The SummHay task requires systems to process a large "Haystack" of documents, identify insights relevant to a specific query, summarize these insights, and cite their sources accurately. The dataset generation process involves synthesizing Haystack documents in two domains: conversations and news articles. Each Haystack contains 100 documents, equating to around 100k tokens, with clearly defined subtopics and insights. These insights repeat across documents to allow for precise evaluation of generated summaries. The SummHay benchmark thus includes a total of 10 Haystacks and 92 query-based summarization tasks.

Evaluation Protocol

Evaluation of the SummHay task is centered on two aspects: Coverage and Citation. The Coverage Score assesses the extent to which a system-generated summary covers the reference insights. The Citation Score evaluates the accuracy and completeness of the citations in the summary. These scores are combined into a Joint Score to provide a holistic measure of the summarization quality. The evaluation protocol is verified for human annotator reproducibility and is shown to be cost-effective and reliable when automated using LLMs like GPT-4o.

Experimental Results

The paper reports extensive experiments involving 10 LLMs and 50 RAG systems. Results indicate that all current systems significantly underperform compared to human performance on the SummHay task. Even with optimal document retrieval, systems lag human performance by over 10 points in Joint Score. Notably, long-context LLMs without a retriever score below 20% in Joint Score. The experiments also highlight that RAG systems, especially those utilizing advanced retrievers like Cohere's Rerank3, perform better than random retrieval, but still have considerable room for improvement.

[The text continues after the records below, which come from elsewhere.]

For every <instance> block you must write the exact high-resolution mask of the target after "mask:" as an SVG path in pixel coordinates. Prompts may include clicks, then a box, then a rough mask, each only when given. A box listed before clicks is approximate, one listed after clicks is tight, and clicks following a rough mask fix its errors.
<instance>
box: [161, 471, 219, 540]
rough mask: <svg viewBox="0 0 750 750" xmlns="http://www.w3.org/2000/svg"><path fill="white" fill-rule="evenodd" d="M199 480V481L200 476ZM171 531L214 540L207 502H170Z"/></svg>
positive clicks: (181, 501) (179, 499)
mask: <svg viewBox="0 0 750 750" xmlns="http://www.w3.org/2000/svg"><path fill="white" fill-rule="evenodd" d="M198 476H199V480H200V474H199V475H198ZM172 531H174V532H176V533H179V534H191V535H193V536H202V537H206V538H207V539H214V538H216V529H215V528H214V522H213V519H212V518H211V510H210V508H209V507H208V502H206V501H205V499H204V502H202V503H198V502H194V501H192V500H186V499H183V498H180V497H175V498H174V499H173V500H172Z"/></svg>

Implications and Future Directions

The findings underscore the complexity and challenges of long-context summarization and citation tasks. The SummHay benchmark provides a robust framework for evaluating LLMs and RAG systems, revealing their current limitations and guiding future research. Future systems aiming to excel on SummHay will need to balance accurate insight coverage with precise and complete citation. This task also opens avenues for exploring enterprise RAG systems, addressing positional biases in long-context models, and refining evaluation metrics. Future developments are anticipated to bridge the gap towards and eventually surpass human performance in complex summarization tasks.

Conclusion

"Summary of a Haystack: A Challenge to Long-Context LLMs and RAG Systems" offers a significant advancement in benchmarking long-context models. By introducing the SummHay task, the paper provides a nuanced and stringent evaluation method that reveals existing shortfalls and sets a high bar for future improvements in summarization and citation accuracy. The open-sourced dataset and evaluation methodology are expected to catalyze further research, pushing the boundaries of what long-context LLMs and RAG systems can achieve.